RBI Defers Implementation of Capital Market Exposures Norms to July 1

The Reserve Bank of India (RBI) has postponed the rollout of its acquisition finance guidelines by three months, now set to take effect on July 1, 2026. This decision comes in response to feedback from stakeholders, emphasizing the RBI’s commitment to stakeholder engagement.

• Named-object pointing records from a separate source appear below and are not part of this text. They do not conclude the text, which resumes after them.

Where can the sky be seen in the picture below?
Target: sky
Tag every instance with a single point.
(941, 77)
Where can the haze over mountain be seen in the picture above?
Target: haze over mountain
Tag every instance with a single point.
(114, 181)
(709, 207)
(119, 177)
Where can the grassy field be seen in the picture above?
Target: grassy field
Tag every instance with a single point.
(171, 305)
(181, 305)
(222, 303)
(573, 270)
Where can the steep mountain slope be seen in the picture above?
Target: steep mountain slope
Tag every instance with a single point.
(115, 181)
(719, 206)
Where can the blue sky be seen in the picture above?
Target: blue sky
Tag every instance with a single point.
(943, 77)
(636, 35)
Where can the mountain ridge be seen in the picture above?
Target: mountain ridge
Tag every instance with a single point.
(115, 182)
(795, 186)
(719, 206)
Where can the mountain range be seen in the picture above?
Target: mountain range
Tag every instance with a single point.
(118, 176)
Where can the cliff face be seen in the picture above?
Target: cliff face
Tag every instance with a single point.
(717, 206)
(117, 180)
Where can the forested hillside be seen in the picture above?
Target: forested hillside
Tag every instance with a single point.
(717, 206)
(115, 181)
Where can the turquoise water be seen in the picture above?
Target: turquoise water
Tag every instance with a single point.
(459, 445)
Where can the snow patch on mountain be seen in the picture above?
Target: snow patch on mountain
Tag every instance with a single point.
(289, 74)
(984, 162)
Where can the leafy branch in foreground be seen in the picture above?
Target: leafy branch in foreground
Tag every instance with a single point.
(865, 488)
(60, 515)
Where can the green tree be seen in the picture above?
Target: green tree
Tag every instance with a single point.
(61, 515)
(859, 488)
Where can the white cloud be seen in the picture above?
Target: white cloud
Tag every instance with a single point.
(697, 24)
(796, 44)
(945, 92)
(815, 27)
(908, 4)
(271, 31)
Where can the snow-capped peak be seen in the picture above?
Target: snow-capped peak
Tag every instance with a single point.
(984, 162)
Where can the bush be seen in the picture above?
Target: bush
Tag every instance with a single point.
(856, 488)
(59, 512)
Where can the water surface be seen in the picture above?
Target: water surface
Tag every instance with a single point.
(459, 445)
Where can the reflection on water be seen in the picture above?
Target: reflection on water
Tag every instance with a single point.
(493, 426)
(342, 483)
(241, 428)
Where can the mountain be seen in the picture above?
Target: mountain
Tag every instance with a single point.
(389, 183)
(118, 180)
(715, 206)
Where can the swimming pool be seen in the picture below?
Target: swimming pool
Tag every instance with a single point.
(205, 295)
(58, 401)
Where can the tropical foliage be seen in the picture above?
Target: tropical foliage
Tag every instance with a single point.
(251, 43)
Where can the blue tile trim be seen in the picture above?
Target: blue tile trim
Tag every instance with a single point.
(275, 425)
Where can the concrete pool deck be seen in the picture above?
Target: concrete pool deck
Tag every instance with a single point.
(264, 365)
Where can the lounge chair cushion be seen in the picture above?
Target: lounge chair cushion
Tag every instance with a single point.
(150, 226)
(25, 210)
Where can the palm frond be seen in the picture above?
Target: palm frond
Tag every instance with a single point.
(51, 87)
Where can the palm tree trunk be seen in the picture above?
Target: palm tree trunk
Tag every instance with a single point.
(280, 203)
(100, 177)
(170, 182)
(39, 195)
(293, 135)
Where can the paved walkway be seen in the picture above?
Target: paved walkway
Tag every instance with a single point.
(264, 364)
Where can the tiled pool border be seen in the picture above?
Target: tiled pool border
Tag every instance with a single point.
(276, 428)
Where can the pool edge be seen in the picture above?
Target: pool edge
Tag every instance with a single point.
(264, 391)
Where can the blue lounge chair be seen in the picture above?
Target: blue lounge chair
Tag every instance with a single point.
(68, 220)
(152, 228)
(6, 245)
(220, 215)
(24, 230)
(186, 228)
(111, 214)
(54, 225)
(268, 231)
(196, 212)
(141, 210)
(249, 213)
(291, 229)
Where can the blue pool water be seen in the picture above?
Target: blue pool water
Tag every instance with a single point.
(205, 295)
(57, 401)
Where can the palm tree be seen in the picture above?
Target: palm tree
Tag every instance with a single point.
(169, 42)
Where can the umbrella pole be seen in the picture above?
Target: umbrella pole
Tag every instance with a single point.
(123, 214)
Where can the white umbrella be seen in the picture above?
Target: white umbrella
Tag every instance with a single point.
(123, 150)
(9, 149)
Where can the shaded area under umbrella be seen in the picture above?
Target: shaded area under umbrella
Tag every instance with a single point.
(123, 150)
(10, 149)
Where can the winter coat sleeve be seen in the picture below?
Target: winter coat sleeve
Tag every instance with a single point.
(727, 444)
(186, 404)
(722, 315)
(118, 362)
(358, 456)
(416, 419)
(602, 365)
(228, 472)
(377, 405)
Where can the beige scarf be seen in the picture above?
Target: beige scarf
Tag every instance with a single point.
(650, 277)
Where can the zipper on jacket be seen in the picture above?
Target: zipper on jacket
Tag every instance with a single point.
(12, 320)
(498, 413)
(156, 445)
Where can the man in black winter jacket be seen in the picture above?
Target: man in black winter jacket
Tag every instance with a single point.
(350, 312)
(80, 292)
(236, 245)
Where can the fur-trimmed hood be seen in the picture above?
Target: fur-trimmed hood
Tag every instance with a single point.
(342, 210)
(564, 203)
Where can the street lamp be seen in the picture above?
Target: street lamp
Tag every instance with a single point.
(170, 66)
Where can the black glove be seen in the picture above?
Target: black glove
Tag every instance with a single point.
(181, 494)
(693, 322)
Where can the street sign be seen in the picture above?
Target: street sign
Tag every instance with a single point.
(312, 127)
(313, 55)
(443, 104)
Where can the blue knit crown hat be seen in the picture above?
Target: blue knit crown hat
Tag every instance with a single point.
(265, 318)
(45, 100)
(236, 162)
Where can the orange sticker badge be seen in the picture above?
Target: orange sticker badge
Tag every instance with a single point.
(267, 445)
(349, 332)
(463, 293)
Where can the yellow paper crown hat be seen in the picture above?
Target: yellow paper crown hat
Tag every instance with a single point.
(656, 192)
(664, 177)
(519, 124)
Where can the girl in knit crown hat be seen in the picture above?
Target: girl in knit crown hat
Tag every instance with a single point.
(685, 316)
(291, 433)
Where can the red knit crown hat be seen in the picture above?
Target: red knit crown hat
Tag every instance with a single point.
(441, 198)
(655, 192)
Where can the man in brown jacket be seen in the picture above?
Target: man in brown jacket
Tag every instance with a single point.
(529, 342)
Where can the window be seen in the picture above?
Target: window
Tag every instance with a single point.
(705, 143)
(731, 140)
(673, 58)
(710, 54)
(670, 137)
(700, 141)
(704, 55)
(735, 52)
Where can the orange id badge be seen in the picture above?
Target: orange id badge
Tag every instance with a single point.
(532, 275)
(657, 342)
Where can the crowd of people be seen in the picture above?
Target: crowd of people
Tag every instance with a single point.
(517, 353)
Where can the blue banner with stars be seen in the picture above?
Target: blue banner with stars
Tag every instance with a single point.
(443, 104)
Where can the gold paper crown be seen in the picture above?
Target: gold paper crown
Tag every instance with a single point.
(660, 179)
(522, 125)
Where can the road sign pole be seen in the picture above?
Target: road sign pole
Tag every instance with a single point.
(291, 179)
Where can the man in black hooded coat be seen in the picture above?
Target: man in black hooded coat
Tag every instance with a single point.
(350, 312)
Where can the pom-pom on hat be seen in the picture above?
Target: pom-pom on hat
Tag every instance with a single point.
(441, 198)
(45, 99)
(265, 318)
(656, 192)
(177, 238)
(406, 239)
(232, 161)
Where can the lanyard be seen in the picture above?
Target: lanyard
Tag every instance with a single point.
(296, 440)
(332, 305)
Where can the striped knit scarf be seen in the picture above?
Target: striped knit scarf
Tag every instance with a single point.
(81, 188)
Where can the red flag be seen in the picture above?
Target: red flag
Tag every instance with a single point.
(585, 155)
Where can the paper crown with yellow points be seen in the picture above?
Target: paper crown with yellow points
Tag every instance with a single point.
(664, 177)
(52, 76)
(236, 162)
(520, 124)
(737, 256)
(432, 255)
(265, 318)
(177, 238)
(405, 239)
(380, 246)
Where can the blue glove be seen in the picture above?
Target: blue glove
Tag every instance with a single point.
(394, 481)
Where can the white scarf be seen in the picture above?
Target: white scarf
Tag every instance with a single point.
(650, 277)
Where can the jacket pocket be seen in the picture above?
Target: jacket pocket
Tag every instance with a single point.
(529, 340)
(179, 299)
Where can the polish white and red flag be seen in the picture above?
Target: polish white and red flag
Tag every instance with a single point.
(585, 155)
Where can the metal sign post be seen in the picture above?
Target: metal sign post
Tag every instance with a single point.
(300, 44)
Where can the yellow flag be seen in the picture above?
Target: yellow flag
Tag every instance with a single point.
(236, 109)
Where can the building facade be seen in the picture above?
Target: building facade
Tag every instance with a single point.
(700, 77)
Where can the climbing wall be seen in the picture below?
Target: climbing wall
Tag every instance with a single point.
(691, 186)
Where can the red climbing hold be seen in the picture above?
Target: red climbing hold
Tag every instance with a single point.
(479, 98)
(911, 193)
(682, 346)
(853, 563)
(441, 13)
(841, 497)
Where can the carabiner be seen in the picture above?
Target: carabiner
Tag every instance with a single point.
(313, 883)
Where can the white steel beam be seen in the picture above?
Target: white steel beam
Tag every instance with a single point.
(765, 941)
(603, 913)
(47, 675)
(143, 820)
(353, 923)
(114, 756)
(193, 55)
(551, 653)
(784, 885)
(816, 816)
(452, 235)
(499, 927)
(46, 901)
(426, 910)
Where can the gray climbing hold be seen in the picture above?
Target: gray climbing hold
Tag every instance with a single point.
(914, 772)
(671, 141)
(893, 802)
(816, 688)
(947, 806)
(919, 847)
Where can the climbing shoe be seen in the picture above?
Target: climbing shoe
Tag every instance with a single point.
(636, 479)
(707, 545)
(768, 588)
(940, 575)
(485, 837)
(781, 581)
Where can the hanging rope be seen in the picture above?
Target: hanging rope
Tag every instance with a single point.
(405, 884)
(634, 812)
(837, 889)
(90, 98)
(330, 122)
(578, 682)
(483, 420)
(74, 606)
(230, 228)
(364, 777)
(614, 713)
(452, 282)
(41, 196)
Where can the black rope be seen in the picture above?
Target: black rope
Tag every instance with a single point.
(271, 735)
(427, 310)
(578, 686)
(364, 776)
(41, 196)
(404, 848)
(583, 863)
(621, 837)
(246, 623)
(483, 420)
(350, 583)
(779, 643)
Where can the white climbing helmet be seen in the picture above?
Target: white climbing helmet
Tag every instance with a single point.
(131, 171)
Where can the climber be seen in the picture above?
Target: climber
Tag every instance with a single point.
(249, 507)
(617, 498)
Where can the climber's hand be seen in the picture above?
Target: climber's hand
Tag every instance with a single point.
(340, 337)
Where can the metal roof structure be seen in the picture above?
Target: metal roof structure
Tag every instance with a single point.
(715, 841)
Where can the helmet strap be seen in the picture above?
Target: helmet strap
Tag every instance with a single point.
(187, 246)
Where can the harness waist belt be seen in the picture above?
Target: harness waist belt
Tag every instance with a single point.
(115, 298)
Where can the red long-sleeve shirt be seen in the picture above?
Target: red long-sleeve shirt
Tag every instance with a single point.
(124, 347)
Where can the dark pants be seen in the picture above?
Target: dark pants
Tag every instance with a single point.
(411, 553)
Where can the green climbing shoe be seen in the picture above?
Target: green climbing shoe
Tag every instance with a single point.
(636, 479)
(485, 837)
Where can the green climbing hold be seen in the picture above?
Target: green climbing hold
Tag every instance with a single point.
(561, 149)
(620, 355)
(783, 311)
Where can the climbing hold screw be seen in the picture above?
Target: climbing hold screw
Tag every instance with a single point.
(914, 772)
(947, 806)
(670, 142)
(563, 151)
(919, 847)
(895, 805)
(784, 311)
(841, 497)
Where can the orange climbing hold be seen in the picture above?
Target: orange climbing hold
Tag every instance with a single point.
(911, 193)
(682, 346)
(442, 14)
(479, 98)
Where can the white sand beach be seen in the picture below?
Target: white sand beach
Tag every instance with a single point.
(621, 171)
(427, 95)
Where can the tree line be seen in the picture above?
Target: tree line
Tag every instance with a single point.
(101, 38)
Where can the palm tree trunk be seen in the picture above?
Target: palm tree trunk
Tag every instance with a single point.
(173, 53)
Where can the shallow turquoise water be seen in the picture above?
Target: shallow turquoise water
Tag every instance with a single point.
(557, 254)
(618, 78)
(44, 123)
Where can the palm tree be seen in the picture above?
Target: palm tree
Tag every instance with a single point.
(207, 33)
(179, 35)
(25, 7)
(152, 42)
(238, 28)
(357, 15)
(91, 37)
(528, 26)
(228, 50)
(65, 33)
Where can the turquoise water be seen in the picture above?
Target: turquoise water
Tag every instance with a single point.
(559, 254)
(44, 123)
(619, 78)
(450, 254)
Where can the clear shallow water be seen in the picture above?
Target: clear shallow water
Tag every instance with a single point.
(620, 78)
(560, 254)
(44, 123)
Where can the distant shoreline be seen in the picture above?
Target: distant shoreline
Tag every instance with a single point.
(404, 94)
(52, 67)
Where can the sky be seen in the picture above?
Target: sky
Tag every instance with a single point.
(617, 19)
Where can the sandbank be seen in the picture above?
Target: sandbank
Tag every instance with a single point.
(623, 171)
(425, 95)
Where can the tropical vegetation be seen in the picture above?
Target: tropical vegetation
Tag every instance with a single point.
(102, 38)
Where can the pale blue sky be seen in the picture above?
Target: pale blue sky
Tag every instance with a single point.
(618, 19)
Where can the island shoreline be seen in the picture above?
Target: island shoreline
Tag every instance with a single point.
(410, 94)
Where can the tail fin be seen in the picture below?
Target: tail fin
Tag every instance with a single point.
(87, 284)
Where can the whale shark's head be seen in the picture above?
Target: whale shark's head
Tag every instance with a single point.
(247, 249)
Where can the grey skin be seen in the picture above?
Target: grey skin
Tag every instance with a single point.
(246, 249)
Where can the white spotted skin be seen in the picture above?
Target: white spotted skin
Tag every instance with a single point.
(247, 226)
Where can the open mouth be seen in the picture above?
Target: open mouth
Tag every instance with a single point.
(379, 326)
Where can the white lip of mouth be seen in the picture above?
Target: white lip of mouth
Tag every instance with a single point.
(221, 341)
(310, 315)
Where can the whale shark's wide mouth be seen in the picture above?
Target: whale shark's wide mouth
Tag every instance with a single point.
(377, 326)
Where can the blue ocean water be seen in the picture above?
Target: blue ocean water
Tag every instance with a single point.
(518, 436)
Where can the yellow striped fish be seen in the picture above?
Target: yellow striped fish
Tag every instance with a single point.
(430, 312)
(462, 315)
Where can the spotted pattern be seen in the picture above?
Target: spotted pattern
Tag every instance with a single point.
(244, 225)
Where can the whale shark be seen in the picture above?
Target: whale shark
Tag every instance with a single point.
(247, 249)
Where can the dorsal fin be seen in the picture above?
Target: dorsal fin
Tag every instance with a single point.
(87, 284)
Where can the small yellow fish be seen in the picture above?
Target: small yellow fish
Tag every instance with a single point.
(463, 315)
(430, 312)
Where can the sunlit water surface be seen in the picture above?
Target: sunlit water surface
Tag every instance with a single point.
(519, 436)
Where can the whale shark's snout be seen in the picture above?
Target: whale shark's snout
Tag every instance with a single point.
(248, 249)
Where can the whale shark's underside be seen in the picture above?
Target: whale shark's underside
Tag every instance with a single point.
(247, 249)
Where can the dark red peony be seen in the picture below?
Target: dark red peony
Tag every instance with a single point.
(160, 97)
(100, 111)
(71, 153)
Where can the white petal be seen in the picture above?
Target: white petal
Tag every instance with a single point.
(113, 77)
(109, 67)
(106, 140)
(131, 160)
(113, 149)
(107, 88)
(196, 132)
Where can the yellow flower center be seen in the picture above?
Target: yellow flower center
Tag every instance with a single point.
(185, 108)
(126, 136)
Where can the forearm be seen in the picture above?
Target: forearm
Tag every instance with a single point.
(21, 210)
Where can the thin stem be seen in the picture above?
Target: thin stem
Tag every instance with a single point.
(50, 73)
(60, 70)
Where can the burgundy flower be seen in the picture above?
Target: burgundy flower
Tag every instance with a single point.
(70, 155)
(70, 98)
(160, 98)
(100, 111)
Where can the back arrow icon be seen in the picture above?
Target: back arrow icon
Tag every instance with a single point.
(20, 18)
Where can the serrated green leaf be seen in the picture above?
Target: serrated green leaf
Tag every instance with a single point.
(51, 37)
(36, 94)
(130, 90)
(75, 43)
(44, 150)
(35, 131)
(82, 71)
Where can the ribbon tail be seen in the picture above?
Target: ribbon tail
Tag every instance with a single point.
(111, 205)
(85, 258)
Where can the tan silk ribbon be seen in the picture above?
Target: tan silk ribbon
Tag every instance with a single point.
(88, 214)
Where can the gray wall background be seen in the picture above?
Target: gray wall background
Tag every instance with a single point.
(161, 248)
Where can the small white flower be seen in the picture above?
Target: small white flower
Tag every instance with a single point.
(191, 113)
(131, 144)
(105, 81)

Key Highlights of the Capital Market Exposures Norms

– The Amendment Directions on Capital Market Exposures framework was initially introduced on February 13 and has now been revised.
– The RBI aims to provide domestic lenders with greater flexibility in funding acquisitions.
– Following a review and discussions with stakeholders, the RBI stated, “It has been decided to extend the effective date of the said Amendment Directions by three months.”

Modifications to Acquisition Finance Definition

– The revised guidelines broaden the definition of acquisition finance to include not just acquisitions but also mergers and amalgamations.
– Significant changes have also been made regarding the restrictions on lending:
– Lending for acquiring non-financial entities is now limited.
– Companies can obtain acquisition finance for on-lending to subsidiaries, whether based in India or overseas, for acquiring target companies.

Refinancing Regulations

– The RBI clarified that refinancing of acquisition finance is permissible only after the acquisition has concluded and control of the target company has been established.
– This refinancing should solely be utilized to retire the acquisition finance debt.
– Additionally, a corporate guarantee is mandatory when acquisition finance is extended to a subsidiary or a special purpose vehicle (SPV) of the acquiring company.

Objectives Behind the Guidelines

The RBI’s guidelines also include objectives aimed at:

– Streamlining lending limits by banks to individuals against shares, units of REITs, and InvITs.
– Establishing a more principle-based framework for aiding capital market intermediaries (CMIs).

In conclusion, the RBI’s decision to defer the implementation of the capital market exposures norms underscores its responsive approach to stakeholder feedback. With these modifications, the RBI aims to create a more robust framework for acquisition finance, paving the way for greater flexibility and security in capital market operations.